`GRPOTrainer` with `top_entropy_quntile < 1` causes hang with multi gpu training
Closed this issue · 4 comments
Reproduction
# grpo.py
from datasets import load_dataset
from trl import GRPOConfig, GRPOTrainer
dataset = load_dataset("trl-lib/tldr", split="train")
# Define the reward function, which rewards completions that are close to 20 characters
def reward_len(completions, **kwargs):
return [-abs(20 - len(completion)) for completion in completions]
training_args = GRPOConfig(output_dir="Qwen2-0.5B-GRPO", top_entropy_quantile=0.2)
trainer = GRPOTrainer(
model="Qwen/Qwen2-0.5B-Instruct",
reward_funcs=reward_len,
args=training_args,
train_dataset=dataset,
)
trainer.train()with command:
accelerate launch --num_machines 1 --machine_rank 0 --num_processes 2 --main_process_ip=cccxc577 --main_process_port=14624 --mixed_precision=bf16 --multi_gpu grpo.pythe script hangs and doesn't work and doesn't train:
from what i understand this is because of the gather in the function get_high_entropy_mask
this is probably because non_pad_entropies have different lengths on each process, which could cause hangs when using gather. similar to what stated here https://discuss.pytorch.org/t/dist-all-gather-stuck/156037.
to make sure it is indeed the problem. I tried the line all_non_pad_entropies = self.accelerator.gather(non_pad_entropies[:50]) (which is of course not a viable fix). with this change it does work.
System Info
- Platform: Linux-5.14.0-503.21.1.el9_5.x86_64-x86_64-with-glibc2.34
- Python version: 3.11.12
- TRL version: 0.22.0.dev0+48d7ecc
- PyTorch version: 2.7.1
- accelerator(s): NVIDIA A100-SXM4-80GB, NVIDIA A100-SXM4-80GB
- Transformers version: 4.52.4
- Accelerate version: 1.7.0
- Accelerate config: not found
- Datasets version: 3.6.0
- HF Hub version: 0.32.4
- bitsandbytes version: not installed
- DeepSpeed version: not installed
- Diffusers version: not installed
- Liger-Kernel version: not installed
- LLM-Blender version: not installed
- OpenAI version: not installed
- PEFT version: not installed
- vLLM version: not installed
Checklist
- I have checked that my issue isn't already filed (see open issues)
- I have included my system information
- Any code provided is minimal, complete, and reproducible (more on MREs)

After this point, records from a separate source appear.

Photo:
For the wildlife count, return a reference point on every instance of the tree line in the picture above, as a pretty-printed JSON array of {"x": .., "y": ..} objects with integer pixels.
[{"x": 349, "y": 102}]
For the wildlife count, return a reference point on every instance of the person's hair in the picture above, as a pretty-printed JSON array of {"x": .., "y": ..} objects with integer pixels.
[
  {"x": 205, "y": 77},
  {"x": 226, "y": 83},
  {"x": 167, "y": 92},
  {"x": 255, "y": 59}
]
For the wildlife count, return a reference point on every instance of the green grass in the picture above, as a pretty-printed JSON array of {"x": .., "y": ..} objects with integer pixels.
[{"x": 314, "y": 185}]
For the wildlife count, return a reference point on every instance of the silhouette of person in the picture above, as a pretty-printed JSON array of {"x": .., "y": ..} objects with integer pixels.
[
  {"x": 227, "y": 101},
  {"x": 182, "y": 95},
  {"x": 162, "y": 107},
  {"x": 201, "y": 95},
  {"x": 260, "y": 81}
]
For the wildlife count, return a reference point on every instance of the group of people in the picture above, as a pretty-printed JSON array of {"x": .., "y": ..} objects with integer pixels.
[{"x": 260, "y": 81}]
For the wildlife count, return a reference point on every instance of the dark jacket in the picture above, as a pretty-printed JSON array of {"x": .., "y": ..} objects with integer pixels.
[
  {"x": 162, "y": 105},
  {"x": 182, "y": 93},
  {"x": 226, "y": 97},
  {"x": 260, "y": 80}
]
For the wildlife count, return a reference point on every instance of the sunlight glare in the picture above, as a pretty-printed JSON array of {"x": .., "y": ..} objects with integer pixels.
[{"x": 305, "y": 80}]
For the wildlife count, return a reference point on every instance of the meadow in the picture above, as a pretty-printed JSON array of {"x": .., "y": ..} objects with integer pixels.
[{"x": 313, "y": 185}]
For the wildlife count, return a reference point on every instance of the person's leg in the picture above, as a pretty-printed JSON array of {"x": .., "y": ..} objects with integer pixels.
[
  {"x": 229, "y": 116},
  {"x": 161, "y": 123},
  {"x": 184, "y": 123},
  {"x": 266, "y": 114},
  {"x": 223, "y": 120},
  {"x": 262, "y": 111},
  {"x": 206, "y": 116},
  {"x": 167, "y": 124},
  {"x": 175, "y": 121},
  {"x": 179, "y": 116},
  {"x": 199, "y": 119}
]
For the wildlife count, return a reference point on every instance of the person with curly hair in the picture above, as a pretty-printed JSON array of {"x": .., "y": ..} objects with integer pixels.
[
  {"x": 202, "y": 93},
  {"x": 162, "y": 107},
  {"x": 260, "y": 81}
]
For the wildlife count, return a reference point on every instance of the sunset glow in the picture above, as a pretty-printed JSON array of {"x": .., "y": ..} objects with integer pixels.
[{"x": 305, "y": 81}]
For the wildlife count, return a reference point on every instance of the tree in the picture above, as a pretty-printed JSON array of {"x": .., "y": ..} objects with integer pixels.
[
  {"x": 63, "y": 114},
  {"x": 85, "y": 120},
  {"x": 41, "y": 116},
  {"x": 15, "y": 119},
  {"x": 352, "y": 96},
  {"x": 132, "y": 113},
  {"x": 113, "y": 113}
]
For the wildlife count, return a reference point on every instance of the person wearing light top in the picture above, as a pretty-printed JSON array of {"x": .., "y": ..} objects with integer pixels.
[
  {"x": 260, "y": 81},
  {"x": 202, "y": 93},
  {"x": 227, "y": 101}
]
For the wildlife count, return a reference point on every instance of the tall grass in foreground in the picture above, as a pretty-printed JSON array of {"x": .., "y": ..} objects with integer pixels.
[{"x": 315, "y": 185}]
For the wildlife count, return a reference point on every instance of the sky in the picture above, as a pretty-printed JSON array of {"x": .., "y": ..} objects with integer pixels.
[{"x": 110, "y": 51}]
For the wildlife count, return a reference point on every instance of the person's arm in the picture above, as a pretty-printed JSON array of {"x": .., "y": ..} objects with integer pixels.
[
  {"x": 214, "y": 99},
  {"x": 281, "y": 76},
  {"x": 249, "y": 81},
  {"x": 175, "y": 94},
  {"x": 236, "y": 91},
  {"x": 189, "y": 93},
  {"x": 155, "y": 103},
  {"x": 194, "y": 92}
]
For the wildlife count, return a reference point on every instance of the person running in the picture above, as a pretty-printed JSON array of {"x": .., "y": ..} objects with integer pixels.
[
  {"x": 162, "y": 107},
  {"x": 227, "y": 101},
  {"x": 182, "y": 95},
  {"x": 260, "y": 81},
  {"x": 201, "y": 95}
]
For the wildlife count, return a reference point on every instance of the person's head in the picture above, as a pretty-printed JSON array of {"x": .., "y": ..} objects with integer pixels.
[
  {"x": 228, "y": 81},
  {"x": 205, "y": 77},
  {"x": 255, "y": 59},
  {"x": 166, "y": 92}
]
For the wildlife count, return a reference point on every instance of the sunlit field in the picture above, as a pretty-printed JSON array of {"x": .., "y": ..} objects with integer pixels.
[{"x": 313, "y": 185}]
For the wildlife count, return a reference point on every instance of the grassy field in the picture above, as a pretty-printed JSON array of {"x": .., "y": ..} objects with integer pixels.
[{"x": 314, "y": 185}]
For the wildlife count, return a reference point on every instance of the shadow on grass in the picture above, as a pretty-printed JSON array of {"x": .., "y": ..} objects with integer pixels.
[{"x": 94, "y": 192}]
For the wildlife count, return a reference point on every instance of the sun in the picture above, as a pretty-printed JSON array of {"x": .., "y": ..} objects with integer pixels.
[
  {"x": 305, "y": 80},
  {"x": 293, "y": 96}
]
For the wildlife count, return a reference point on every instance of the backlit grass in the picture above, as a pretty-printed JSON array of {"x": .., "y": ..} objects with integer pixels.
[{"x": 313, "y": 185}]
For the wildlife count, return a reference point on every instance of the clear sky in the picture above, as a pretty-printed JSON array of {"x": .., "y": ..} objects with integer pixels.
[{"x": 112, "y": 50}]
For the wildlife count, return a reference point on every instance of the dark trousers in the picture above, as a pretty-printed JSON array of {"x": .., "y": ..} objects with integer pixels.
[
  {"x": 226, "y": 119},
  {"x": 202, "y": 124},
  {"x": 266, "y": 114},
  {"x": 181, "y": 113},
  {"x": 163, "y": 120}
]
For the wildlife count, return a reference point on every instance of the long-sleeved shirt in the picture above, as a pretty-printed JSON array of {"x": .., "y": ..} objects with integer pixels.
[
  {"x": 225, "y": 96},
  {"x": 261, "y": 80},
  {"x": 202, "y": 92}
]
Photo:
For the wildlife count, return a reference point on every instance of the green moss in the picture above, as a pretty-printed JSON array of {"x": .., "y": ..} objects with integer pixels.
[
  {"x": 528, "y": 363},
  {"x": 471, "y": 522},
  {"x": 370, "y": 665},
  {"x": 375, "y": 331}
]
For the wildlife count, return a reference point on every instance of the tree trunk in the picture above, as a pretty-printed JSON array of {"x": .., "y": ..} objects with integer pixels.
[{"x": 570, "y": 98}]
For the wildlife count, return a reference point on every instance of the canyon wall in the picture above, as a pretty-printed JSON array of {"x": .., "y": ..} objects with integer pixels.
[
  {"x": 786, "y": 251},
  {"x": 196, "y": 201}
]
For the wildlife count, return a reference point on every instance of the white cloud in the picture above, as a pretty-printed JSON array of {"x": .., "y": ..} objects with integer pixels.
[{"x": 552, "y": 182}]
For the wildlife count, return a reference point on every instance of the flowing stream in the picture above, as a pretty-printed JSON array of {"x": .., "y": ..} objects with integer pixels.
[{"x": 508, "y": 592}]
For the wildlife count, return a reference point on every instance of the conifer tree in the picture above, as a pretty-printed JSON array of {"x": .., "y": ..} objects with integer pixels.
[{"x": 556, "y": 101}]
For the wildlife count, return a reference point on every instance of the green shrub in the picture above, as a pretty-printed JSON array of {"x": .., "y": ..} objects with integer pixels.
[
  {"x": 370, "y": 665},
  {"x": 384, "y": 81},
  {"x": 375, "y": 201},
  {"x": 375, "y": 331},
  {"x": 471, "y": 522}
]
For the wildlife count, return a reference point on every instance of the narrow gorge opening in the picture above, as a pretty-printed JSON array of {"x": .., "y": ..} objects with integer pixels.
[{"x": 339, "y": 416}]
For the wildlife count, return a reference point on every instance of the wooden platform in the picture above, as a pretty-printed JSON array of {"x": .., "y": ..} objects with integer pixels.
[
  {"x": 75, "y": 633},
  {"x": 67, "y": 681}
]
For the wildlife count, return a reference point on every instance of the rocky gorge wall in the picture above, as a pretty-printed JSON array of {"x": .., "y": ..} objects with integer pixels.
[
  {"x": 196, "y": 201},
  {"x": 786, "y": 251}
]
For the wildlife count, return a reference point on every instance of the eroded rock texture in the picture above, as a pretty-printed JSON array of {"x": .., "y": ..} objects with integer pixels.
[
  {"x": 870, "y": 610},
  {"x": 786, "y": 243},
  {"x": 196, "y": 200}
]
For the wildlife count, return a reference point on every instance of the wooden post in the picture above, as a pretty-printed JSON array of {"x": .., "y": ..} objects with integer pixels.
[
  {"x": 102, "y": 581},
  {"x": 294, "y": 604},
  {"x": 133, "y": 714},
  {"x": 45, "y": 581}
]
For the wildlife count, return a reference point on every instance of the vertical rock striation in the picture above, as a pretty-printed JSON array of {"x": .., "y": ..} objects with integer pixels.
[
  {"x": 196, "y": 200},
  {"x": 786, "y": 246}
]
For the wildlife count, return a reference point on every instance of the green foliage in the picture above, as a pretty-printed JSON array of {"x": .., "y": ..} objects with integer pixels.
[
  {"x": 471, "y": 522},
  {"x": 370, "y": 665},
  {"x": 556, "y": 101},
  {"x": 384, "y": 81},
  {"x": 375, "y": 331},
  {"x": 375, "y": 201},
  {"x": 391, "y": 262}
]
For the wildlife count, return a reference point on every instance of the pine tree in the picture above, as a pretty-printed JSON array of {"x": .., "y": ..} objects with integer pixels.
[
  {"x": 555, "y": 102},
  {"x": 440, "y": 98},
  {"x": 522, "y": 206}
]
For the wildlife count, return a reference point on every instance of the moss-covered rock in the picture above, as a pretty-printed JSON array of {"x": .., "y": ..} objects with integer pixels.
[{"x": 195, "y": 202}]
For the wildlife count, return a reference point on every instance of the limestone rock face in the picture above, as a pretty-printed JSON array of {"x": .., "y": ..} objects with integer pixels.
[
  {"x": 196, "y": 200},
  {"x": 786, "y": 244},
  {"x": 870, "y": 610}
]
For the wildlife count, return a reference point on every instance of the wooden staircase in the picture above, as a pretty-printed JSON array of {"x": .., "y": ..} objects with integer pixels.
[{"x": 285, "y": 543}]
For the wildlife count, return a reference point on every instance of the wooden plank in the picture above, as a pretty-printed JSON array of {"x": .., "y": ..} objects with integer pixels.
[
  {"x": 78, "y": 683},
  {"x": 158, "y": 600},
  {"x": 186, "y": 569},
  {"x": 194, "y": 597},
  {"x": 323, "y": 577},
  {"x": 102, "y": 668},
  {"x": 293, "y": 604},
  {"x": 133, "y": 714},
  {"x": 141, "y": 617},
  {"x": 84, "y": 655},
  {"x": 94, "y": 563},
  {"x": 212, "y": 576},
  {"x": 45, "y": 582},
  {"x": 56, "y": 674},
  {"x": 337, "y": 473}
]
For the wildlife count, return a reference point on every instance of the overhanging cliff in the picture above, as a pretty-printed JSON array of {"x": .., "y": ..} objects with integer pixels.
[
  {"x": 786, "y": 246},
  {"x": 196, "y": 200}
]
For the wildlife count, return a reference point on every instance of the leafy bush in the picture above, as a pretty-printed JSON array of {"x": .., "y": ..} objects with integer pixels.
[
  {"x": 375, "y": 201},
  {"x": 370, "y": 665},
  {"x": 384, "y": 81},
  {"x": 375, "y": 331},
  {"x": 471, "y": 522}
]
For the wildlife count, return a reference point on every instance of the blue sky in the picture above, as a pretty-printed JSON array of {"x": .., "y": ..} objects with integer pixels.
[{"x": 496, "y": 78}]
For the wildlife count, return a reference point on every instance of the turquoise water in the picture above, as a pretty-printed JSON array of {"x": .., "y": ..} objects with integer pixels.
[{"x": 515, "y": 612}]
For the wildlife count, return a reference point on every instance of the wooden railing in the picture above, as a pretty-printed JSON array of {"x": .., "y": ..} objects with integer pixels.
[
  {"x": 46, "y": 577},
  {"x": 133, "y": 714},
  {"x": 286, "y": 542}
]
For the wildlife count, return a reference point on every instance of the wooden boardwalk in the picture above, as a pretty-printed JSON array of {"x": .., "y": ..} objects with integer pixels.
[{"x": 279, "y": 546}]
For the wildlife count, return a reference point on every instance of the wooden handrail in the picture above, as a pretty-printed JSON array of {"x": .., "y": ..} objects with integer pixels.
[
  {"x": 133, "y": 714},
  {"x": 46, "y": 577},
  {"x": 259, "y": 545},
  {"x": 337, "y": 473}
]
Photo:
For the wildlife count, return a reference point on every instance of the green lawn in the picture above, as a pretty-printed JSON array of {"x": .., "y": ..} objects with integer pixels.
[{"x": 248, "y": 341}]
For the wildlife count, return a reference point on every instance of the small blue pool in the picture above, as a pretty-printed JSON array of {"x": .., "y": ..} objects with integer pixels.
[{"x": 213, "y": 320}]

- Any code provided is properly formatted in code blocks, (no screenshot, more on code blocks)
- Any traceback provided is complete
this seems like a virus/bot
Thanks for reporting this! It's an interesting bug, I'll take a look.
In the current implementation there’s a potential hang:
non_pad_entropies = entropies[mask.bool()].float()
if non_pad_entropies.numel() == 0:
return torch.zeros_like(entropies, dtype=torch.bool)If any rank hits non_pad_entropies.numel() == 0 and returns early, while other ranks proceed to
self.accelerator.gather(non_pad_entropies), the collective call will block forever.
Good point, are you willing to open a pr to fix it?